The hard-punching Anthony is now 3-0 as well and none of his fights have gone the distance. “He [Anthony] likes to brawl up to the point where he could tire himself out in the later rounds,” says Andre. “If a dude brings it, he’s going to bring it. And that’s usually me too, but I like to take my time and pick my shots.”

Having both Dirrells on the same card has proven to have drawing power and is something they both hope to continue. “After that Laila Ali fight, when we were both on the same card, we pretty much took the show because everyone knew our name after that,” says Andre.

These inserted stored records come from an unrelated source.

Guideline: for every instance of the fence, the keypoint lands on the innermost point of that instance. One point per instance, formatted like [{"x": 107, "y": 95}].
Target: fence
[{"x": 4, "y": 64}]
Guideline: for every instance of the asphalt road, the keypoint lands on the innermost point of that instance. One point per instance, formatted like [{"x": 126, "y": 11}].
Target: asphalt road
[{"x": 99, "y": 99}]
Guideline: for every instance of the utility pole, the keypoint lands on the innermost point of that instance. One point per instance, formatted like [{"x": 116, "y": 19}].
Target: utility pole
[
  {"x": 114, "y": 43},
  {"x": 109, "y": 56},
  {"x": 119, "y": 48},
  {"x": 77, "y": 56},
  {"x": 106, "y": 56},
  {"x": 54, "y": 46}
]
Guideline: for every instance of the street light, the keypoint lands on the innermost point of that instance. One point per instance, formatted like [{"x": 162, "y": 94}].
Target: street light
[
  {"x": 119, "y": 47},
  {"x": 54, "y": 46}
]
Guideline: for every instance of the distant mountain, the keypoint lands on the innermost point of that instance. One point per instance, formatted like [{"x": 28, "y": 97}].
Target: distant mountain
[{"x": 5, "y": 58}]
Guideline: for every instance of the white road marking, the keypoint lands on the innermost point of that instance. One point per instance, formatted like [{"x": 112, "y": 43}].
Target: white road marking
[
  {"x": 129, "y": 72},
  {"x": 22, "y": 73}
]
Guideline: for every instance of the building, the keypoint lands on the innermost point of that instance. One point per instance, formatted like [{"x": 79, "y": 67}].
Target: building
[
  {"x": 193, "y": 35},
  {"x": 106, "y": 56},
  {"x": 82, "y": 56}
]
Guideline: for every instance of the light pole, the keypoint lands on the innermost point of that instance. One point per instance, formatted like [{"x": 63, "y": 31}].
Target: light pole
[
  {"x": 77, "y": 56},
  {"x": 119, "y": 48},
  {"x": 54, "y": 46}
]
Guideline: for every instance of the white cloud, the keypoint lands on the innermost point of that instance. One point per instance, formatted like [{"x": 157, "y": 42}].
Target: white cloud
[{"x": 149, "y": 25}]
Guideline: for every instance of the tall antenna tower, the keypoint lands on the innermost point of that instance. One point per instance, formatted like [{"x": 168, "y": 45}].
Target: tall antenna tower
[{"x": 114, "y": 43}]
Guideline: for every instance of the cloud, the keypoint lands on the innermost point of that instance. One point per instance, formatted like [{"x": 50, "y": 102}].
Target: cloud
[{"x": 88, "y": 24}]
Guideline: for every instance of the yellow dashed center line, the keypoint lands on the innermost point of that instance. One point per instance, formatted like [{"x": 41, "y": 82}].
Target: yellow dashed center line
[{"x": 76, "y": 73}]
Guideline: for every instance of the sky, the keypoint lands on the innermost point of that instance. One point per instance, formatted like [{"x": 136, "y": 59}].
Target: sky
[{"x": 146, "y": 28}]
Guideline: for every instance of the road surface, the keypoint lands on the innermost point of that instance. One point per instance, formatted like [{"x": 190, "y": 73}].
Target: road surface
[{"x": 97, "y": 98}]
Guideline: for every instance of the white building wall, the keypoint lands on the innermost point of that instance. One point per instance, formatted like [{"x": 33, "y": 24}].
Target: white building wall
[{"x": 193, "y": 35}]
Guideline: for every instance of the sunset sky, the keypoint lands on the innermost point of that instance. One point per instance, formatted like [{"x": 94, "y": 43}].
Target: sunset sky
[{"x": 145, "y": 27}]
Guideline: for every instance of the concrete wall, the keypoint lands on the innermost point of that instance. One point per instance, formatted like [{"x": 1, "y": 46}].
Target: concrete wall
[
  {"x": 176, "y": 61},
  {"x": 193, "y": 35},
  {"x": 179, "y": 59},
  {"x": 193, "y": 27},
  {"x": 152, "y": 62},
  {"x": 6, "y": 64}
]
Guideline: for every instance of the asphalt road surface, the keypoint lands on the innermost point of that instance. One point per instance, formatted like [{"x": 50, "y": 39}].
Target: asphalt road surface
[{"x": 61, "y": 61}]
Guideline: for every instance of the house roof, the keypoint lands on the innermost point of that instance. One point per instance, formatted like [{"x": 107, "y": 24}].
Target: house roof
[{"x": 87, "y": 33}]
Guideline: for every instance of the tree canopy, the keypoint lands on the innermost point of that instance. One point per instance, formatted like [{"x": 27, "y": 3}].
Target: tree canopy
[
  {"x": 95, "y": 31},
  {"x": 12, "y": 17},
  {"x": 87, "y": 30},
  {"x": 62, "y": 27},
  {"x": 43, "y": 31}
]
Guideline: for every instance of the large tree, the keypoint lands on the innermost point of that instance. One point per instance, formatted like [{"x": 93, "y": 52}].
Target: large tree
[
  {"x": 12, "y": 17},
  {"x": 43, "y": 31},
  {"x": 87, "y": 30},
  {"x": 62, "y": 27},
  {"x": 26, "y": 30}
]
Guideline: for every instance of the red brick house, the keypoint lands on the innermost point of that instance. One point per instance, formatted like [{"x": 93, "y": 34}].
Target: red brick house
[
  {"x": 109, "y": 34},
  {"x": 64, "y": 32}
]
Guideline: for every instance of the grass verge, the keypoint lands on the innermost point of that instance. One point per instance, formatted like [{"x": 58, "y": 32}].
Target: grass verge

The Dirrell brothers will continue fighting on the same card until one of them fights for a title belt. Andre plans on that being around 13th or 14th fight but is already saying he cannot wait to get a hold of IBF super middleweight champion Jeff “Left Hook” Lacy, another highly touted middleweight contender. “If I was in 12-round shape, I’d take out Jermain [Taylor] right now,” he says.

Whatever success comes towards Andre’s or Anthony’s way, they owe a lot of it to Bumper. They clearly realize that as both of them have Bumper’s face tattooed on their backs. “He’s ridden our backs our whole life,” says Andre. “He’s kept us on the right track. We didn’t have a father figure and so he was our father figure and we always looked up to him.”

“Me and my brother went to his house at nine and ten [years old] and it’s been a success from there,” says Anthony. “He’s a good grandfather, coach, manager and dad.”

Bumper has trained several members of the Dirrell family but has experienced the most success with Andre and Anthony. Bumper currently serves as Andre’s and Anthony’s manager because, as Andre wisely says, “You’re always ahead of the game as long as you don’t sign any papers.”

Andre is also one step ahead of the game in giving back to the town he says is on top of the charts. “The last [business] meeting we had, we started thinking about the name of a rec center, youth center, for the kids,” says Andre.

If the Dirrell brothers keep running up wins like tonight’s, it will not take them long to help out their hometown, which they say is poorly portrayed across the country. “They only see the negative of Flint because don’t too many people come out of the limelight in Flint and that’s what we gotta do is get ‘em out there.”

In the main event, super middleweight Henry “Sugar Poo” Buchanan scored a 6th round TKO over Julio Jean (5-5-1), improving his record to 9-0. On the undercard, Reggie “The Mechanic” Holly scored a unanimous decision over the fittingly name “Terrible” Terrance Watson (0-3-0) in a welterweight bout.